I saw the crow again the next morning.
Dylan’s bus was swallowed by the fog. Our street had never been a busy one; cold mornings like this would come and go without noise, no traffic but a mail truck and, once Dylan had turned six, the bus. Today was one of those days Phil left early for work, off to some meeting he never brought up and that I had stopped caring to ask about. I enjoyed the peace of an empty house, empty street—it was like there was no one else in the world but me.
Me, and the bird.
It was perched atop our street sign, toothy-smile wide. It had been silent until I met its gaze, squawking once—“ha!”—like a laugh. I tried briefly to convince myself that its teeth were just a trick of the light. It hadn’t worked yesterday, and it didn’t work now.
“Biologically impossible,” I said. “You can’t exist. It’s biologically impossible.”
Its feathers—just how could I do them justice?
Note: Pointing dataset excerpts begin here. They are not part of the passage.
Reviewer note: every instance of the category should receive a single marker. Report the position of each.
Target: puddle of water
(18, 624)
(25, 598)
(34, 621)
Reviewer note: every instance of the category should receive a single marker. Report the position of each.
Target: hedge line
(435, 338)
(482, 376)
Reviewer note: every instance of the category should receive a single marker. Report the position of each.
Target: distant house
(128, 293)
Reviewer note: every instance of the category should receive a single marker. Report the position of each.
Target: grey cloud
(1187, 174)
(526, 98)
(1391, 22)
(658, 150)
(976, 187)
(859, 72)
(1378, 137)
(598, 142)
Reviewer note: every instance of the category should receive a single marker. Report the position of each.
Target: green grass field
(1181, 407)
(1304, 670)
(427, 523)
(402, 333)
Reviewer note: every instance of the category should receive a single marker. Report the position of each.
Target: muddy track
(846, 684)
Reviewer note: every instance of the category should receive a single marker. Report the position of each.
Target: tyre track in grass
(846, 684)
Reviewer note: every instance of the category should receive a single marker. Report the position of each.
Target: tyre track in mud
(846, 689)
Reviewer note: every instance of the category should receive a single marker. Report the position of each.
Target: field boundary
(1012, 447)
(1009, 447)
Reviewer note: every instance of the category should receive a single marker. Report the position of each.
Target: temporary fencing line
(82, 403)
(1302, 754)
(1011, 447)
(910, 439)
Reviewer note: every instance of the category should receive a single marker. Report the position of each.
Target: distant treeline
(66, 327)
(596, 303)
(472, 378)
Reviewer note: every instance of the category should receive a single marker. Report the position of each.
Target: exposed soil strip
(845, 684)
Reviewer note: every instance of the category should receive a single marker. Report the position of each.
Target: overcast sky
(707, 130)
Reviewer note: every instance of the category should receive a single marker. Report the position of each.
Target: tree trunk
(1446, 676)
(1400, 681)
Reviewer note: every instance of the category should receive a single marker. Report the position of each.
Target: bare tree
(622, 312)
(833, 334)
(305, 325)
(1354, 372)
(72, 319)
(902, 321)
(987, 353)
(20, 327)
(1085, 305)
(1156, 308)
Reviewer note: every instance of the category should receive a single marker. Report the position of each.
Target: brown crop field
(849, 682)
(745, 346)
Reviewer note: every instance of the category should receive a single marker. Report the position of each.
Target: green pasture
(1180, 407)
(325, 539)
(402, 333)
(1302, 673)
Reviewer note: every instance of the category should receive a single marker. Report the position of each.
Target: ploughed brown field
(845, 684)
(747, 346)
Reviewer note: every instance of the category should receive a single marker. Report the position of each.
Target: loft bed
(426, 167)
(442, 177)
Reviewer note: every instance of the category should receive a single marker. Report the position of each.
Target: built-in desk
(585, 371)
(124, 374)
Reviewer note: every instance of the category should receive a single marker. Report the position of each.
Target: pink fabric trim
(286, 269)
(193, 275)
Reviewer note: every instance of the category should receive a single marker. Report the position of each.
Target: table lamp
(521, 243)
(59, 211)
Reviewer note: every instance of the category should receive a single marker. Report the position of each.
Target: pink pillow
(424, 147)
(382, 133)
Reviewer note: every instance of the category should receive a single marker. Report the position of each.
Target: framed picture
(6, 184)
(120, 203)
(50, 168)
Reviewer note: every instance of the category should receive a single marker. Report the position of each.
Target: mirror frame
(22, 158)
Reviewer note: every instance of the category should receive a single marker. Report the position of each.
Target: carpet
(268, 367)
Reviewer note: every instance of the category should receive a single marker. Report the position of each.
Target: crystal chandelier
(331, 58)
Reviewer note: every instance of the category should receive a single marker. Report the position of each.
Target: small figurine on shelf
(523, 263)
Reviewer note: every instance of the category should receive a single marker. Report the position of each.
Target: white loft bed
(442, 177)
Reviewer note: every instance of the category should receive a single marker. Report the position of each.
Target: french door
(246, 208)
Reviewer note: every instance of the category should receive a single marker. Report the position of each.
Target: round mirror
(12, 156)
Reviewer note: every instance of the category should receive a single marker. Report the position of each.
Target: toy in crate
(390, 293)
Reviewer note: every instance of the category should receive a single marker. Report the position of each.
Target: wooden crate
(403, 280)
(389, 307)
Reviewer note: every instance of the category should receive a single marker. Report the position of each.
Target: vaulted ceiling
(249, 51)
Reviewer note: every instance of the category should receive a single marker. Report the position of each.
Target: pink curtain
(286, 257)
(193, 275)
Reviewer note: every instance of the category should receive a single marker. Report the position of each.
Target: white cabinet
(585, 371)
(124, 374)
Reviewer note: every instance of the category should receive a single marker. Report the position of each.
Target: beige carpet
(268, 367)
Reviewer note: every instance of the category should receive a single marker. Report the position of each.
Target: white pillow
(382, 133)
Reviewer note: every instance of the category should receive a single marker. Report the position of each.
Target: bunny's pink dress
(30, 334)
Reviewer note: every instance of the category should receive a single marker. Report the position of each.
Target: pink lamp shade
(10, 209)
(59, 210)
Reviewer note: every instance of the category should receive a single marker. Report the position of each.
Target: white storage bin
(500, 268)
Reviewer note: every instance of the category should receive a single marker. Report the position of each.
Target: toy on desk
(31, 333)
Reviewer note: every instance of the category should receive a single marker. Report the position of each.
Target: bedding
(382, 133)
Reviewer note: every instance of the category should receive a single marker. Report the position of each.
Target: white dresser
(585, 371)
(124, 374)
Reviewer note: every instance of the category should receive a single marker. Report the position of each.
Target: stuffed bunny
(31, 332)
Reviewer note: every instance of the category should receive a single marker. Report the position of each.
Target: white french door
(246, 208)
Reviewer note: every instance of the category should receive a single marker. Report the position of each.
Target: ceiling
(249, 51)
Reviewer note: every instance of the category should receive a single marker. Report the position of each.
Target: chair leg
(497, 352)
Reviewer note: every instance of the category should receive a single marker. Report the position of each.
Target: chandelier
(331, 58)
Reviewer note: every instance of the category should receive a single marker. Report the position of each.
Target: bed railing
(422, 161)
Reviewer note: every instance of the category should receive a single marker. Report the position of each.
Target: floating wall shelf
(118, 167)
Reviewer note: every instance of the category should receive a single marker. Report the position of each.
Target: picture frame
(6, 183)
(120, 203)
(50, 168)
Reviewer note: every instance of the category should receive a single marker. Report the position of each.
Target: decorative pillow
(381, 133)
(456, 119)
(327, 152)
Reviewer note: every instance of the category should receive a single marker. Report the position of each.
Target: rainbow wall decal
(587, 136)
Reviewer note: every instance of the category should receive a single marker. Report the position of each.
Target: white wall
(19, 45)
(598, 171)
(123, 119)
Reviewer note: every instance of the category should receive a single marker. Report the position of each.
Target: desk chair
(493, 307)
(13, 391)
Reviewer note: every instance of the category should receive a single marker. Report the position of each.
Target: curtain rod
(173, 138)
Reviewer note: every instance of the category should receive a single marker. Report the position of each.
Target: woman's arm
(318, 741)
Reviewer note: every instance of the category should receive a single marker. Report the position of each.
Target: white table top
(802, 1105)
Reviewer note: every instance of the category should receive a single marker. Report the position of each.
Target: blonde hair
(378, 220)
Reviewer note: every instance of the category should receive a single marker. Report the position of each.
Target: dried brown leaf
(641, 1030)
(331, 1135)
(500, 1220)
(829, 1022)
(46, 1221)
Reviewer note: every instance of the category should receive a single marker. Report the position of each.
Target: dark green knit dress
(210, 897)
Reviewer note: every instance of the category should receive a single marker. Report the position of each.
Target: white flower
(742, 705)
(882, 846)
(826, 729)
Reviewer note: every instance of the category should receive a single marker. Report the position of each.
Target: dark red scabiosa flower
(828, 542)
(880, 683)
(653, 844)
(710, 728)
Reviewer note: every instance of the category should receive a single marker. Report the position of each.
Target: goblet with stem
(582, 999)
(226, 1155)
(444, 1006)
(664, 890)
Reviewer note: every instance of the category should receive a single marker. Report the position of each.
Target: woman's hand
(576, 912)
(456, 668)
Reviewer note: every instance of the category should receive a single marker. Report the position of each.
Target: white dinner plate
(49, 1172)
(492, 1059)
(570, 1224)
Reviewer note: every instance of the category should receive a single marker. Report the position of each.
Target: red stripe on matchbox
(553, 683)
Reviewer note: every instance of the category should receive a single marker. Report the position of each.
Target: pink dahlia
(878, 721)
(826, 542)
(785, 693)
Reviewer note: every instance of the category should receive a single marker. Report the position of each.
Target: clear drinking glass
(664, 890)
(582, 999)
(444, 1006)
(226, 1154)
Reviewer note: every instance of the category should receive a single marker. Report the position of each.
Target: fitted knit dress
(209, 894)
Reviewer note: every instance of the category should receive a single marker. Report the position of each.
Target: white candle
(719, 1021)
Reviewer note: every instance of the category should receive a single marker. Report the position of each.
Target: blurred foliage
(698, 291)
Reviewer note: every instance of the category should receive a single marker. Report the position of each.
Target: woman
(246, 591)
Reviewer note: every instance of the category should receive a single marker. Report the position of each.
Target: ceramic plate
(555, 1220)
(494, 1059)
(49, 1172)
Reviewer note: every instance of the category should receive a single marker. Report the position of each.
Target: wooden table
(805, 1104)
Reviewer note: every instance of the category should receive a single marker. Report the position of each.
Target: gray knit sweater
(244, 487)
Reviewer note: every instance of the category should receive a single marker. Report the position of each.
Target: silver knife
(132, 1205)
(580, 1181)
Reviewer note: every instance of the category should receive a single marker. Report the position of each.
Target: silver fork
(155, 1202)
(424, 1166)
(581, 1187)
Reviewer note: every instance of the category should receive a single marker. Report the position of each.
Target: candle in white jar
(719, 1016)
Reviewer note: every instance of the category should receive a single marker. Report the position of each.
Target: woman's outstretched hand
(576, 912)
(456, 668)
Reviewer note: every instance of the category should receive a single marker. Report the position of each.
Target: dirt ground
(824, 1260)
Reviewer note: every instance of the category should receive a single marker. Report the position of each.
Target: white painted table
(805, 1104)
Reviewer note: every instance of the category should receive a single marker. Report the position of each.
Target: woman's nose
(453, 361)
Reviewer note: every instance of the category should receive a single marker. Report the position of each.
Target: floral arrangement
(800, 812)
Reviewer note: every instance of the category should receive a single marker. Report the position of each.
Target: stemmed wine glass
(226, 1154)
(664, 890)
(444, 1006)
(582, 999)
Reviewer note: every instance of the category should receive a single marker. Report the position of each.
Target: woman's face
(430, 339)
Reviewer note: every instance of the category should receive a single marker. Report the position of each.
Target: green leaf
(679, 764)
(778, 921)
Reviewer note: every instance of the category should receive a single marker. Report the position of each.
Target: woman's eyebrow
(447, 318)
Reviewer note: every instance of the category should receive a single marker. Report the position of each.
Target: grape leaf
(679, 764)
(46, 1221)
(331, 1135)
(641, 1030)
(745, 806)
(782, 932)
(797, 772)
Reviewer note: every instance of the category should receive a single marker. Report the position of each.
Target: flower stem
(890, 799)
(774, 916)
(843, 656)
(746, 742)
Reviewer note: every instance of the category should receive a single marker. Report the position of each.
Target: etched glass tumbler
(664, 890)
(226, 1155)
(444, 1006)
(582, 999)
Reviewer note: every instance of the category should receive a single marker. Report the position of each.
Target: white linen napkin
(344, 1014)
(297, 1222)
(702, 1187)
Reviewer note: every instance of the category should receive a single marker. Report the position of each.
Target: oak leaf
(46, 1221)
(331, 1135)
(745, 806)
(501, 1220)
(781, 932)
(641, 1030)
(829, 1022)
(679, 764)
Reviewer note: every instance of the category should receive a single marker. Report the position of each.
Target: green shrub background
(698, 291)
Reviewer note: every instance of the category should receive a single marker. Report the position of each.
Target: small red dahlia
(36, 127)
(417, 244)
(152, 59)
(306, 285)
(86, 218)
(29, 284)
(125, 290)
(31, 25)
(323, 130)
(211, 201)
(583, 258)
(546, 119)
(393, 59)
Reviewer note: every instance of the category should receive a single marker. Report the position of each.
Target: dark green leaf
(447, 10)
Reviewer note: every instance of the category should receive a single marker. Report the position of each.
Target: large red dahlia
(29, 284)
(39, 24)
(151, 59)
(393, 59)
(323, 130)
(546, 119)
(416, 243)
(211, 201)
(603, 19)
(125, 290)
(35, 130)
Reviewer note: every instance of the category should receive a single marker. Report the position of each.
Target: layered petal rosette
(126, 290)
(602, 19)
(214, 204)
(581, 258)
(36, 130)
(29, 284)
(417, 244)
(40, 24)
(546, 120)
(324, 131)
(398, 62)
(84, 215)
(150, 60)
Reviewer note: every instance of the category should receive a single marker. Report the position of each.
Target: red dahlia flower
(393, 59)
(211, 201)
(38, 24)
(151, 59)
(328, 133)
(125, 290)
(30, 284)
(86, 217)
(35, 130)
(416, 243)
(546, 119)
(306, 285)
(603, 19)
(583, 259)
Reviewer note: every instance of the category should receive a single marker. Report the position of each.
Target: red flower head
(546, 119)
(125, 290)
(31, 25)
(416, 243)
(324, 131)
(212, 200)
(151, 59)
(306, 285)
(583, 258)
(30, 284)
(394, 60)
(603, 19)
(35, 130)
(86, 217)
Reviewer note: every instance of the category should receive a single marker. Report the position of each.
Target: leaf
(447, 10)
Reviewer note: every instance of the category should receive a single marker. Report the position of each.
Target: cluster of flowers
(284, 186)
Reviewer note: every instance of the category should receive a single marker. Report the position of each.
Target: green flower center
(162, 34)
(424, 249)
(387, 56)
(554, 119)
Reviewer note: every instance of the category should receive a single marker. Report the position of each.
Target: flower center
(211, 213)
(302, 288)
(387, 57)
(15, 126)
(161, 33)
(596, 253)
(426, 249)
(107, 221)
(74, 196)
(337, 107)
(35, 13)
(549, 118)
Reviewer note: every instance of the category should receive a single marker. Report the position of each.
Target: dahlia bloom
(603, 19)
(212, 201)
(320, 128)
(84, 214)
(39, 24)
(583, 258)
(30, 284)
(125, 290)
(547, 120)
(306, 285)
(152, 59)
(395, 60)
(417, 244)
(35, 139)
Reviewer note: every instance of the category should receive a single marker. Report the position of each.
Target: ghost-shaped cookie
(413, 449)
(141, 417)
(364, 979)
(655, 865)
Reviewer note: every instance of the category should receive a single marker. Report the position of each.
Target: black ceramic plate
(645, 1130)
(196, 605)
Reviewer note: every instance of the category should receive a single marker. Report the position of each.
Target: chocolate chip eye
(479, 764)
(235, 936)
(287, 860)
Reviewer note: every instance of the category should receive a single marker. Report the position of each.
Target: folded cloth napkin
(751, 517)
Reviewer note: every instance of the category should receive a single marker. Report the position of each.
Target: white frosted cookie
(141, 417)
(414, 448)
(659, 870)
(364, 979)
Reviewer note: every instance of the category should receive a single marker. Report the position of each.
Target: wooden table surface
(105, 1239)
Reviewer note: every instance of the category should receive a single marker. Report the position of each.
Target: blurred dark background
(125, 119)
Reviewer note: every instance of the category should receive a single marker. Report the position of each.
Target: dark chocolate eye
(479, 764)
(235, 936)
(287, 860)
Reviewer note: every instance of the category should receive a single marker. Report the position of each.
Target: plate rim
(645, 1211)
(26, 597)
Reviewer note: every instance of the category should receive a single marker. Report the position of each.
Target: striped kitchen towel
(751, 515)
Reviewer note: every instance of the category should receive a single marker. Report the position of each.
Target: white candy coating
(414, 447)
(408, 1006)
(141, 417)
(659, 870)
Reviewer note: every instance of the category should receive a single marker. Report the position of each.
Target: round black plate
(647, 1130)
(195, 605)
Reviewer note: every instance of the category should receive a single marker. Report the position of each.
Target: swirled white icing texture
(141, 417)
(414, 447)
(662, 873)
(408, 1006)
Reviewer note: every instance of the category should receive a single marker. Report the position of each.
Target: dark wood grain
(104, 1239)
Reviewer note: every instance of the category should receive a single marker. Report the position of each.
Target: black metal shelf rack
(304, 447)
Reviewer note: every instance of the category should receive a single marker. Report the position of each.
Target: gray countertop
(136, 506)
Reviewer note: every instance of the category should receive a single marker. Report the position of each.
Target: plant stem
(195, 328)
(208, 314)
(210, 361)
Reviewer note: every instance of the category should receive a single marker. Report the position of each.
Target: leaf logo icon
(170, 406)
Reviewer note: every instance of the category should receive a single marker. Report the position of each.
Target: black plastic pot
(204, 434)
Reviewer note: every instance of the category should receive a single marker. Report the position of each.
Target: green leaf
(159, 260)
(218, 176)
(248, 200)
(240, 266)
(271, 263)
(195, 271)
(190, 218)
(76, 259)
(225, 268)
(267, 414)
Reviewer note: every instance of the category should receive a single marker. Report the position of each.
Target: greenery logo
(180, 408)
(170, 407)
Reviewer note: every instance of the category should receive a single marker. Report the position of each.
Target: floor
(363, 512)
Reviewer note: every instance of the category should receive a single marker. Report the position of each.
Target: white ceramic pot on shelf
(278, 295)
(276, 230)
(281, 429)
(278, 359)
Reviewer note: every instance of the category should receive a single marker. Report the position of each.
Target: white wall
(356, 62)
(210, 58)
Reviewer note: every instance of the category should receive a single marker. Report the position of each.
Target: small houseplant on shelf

They looked like they’d be satin to the touch, the way they glistened matte in a day still unstruck by sun. I reached out to touch it (as if I could ever know such bliss), arm drawn up with the magnetism of two lovers embracing for the first time. It seemed to contemplate, with some vein of intelligence, bridging the gap.
But a trash truck barrelled by. A groaning, gnashing wall of metal—it sent the crow into flight. A flurry of black and it was gone, reduced to cawing in the treetops.